First I would like to relate in detail the pre-hash briefing. I would like to but I can’t because I was still on my way having failed to take notice of road closed warnings near Upwaltham where the water was about 2m deep. Steve missed the start being about 15 minutes further behind trying out most of the wet roads such as at East Dean, Graffham as well as Upwaltham.
It was nice to see brothers Tim and Matt Bell back to join a dozen regulars who were spared family luncheons.
We were led west along the road with a nice back check up to a path which went through the Church at Tillington and then across fields and into Upperton. Jim having checked what he thought was a blind alley led everyone up the road but there was a wooden gate like the one in ‘Secret Garden’ which led us into the Park. Here Robin told us that a square of land there was owned by no one at all – a rare occurrence.

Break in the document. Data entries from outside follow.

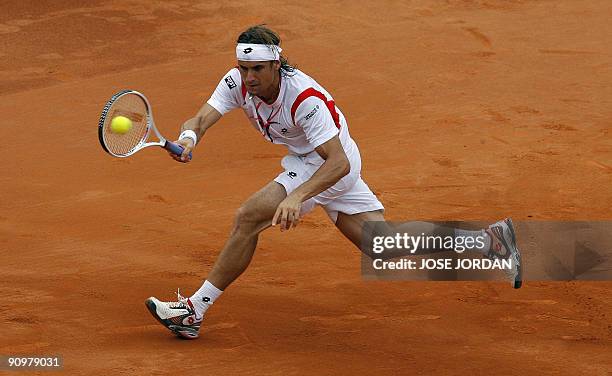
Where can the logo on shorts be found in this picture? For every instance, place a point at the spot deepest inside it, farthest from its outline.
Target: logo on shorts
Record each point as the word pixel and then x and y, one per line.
pixel 230 82
pixel 311 113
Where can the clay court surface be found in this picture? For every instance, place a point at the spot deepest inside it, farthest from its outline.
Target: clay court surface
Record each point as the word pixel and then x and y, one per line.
pixel 462 109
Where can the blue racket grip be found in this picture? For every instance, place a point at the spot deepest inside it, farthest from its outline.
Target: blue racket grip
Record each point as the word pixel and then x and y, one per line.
pixel 175 149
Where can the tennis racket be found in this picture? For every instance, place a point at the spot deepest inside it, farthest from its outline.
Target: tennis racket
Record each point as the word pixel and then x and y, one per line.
pixel 136 107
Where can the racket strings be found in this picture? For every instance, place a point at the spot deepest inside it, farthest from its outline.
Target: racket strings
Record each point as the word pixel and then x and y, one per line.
pixel 134 108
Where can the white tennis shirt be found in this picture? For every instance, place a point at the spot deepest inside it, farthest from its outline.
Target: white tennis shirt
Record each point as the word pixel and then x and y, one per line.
pixel 303 116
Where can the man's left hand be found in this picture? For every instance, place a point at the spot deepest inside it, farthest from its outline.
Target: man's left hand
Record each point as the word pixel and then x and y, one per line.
pixel 288 213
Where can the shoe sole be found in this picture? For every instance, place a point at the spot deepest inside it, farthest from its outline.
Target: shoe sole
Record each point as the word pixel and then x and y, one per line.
pixel 173 328
pixel 518 281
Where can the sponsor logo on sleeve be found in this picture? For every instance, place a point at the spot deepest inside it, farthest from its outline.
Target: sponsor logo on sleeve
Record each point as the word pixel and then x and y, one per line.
pixel 230 82
pixel 311 113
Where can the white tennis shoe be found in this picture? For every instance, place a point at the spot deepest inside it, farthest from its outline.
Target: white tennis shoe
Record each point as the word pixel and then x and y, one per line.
pixel 179 317
pixel 503 246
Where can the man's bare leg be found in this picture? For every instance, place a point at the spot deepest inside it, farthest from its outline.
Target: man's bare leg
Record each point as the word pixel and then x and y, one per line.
pixel 351 226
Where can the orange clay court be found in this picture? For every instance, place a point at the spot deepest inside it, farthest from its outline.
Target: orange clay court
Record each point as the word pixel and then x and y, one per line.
pixel 462 110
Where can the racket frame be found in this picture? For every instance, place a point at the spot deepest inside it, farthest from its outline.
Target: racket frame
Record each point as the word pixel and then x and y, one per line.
pixel 150 126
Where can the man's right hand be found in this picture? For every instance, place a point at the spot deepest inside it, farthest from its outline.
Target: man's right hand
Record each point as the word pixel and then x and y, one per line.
pixel 187 145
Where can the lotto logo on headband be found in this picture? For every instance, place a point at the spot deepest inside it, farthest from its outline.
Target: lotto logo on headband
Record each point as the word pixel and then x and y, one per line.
pixel 257 52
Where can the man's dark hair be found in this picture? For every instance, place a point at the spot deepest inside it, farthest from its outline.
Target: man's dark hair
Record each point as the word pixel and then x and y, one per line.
pixel 260 34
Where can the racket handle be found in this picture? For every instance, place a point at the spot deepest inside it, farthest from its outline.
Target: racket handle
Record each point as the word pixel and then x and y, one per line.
pixel 175 149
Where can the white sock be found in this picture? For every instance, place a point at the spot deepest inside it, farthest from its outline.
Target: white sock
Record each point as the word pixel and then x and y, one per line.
pixel 204 298
pixel 480 233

A little further along, Robin, well into his role as historian and naturalist, told us of conduits of lead piping taking water from springs that never run dry to supply watering holes for the beasts in the park to be slowly poisoned, of squirrels and other furry creatures large and small.

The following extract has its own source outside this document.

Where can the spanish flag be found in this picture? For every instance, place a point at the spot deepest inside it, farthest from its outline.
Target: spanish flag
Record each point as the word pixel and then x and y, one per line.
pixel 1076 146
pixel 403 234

We then crested a ridge and there below was a scene like one might see on the Serengeti Plain in Africa with its vast open grasslands teeming with deer.
Some folk, rightly, waxed lyrical about the joy to be out in the open on such a fine day.

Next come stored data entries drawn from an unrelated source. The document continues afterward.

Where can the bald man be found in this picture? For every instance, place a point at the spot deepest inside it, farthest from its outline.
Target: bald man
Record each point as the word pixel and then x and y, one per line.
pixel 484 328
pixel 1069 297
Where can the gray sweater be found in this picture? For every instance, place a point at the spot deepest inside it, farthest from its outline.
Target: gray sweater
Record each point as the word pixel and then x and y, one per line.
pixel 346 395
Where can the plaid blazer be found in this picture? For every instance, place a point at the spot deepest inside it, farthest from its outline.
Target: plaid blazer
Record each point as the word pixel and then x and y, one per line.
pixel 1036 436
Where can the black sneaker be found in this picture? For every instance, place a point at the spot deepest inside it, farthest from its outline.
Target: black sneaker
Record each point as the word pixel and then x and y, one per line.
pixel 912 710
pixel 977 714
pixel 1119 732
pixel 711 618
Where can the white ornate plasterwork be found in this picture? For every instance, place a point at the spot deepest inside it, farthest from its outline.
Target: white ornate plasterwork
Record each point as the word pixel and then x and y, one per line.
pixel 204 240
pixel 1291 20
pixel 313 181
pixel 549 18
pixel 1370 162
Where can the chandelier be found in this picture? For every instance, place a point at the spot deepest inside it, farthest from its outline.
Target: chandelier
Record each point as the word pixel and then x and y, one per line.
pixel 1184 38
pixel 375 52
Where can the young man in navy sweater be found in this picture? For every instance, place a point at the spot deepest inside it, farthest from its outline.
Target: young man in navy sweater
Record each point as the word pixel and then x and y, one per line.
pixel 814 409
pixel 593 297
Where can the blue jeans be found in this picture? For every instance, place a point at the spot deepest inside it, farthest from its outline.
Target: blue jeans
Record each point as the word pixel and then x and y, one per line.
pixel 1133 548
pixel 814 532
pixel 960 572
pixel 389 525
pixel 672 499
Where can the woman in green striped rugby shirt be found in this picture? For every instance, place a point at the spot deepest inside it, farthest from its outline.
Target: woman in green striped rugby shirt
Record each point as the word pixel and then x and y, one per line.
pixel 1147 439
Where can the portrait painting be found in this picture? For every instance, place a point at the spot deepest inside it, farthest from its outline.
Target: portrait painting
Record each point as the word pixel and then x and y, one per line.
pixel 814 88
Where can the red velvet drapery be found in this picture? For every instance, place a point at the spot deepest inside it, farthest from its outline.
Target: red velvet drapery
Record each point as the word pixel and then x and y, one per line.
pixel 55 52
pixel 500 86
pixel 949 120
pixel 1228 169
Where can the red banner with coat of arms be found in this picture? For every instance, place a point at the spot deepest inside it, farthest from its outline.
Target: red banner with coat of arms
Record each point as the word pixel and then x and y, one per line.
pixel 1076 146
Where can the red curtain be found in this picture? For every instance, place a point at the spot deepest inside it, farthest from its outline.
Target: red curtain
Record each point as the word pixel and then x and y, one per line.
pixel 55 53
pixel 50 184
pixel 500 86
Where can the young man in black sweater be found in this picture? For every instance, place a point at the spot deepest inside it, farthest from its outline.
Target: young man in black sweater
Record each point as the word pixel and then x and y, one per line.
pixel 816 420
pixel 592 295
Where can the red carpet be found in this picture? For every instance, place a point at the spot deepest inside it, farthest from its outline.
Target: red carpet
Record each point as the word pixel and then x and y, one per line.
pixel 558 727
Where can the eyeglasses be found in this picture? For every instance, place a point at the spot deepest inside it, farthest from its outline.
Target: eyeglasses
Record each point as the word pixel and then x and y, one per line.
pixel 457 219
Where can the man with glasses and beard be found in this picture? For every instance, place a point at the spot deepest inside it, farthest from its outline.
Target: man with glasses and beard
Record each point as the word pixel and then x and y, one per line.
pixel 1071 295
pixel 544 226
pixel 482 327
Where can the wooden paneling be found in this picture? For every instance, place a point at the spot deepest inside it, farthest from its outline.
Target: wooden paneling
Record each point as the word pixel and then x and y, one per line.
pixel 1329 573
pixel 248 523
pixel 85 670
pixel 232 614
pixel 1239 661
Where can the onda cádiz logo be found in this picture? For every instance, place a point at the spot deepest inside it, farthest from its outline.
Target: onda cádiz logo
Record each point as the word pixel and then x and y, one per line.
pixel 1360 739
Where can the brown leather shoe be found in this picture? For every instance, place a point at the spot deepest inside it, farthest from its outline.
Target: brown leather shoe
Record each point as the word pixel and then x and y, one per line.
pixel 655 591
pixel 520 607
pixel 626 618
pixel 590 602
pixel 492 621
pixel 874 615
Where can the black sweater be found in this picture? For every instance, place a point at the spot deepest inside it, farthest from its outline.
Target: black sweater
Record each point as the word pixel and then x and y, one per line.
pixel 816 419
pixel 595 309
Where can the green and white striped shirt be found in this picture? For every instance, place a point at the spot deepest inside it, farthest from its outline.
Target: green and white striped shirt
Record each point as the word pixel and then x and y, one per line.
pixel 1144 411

The trail led to the foot of a sizeable hillock and a trail led steeply up. It was the correct way of course. Steve and Csilla had managed to join the pack by this stage. We then had a look at the nice lake before the path let us back to the Double Lodges past the imposing Frontage of Petworth House.
Ceremonies were conducted at the chariots where the hashit was awarded to Tim for removing a road sign.
We then retired to the Halfway Inn and discussed the true meaning of Christmas.
Many thanks to the Hares for a splendid hash in such majestic surroundings.